Problems with opening and maintaining payment accounts
Published: 14 March 2024
Having access to a payment account is a prerequisite for making payments in today’s digital society. It is needed, for example, for debit cards and Swish. Without a payment account, it is difficult to receive your salary, pay your bills and even access cash. It is virtually impossible for a company to operate without a payment account.
In a report , Finansinspektionen (FI) notes that the number of consumers having their payment accounts closed has increased by 30 per cent between 2020 and 2022. At the same time, banks continue to refuse consumers to open accounts to the same extent as before. FI also notes that the number of companies denied a payment account is slightly higher than the corresponding figure for private persons. As mentioned in Section Are payments in Sweden efficient?, many members of the Swedish Fintech Association have also experienced problems opening or maintaining payment accounts.

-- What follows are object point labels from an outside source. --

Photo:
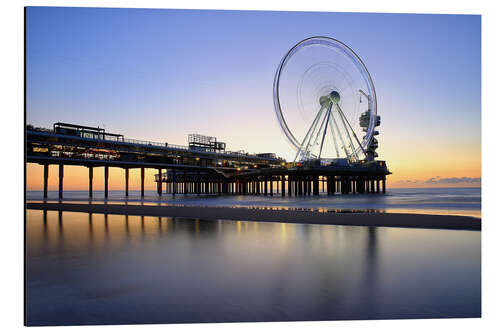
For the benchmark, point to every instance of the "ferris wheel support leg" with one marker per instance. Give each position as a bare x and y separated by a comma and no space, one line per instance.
354,133
324,133
315,185
344,121
309,133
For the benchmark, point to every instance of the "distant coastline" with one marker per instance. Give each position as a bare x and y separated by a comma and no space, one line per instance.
273,215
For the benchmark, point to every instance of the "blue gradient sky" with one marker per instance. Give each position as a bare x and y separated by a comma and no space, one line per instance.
161,74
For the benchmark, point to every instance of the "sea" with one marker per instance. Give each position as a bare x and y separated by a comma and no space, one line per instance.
98,269
441,201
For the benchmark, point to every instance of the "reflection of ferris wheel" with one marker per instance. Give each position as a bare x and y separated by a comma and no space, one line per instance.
325,101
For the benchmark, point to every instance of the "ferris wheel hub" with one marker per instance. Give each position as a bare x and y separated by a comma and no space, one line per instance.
334,96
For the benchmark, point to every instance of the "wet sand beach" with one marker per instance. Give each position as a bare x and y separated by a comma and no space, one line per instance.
274,215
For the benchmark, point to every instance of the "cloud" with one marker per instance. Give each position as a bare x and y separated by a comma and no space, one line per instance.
453,180
439,180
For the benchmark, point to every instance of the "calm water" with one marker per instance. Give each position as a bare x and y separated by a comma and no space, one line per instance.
111,269
449,201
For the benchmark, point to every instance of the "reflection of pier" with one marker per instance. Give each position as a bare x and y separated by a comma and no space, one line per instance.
203,167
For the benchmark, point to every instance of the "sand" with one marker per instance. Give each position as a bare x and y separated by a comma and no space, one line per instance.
268,215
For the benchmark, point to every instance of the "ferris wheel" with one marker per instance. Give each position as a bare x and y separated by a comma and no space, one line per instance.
325,102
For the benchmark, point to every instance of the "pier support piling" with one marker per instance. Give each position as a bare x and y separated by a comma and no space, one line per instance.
45,179
142,182
61,176
126,181
159,182
91,182
106,180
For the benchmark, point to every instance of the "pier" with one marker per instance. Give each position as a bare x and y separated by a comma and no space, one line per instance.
202,167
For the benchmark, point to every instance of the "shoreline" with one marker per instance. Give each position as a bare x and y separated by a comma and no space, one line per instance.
402,220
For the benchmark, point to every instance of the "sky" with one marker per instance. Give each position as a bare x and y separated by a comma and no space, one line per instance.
161,74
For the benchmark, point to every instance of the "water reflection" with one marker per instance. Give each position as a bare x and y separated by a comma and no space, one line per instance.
103,269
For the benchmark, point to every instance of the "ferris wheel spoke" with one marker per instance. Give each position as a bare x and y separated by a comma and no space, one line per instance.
333,136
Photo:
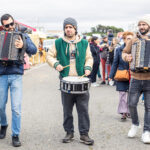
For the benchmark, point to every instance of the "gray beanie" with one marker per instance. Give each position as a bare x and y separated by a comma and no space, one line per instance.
71,21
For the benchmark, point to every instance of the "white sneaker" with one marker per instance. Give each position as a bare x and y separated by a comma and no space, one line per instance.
94,84
133,130
146,137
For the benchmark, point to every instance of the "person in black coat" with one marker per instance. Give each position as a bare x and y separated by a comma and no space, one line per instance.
121,86
95,50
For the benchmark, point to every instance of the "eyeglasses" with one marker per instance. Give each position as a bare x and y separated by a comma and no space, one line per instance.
10,24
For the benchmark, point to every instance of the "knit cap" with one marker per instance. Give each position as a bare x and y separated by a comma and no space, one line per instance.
71,21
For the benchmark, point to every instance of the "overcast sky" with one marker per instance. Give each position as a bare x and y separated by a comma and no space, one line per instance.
88,13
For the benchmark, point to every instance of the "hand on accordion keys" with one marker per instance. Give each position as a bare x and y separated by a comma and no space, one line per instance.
19,43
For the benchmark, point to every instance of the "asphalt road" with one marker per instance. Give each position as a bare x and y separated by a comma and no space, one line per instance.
42,117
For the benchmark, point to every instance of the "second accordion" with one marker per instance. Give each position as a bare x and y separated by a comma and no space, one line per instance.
8,51
140,56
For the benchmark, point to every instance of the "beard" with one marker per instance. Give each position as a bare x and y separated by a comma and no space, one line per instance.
145,31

While there is no statutory right for companies to open a payment account, the Payment Services Act gives consumers residing in the European Economic Area (EEA) the right to open a payment account with basic functions in all EEA countries, unless there are special reasons to deny the account or it would be contrary to the Money Laundering Act. Most often, banks cite anti-money laundering rules, in particular lack of knowledge of the customer (KYC), as a reason for denying or cancelling accounts to consumers and companies.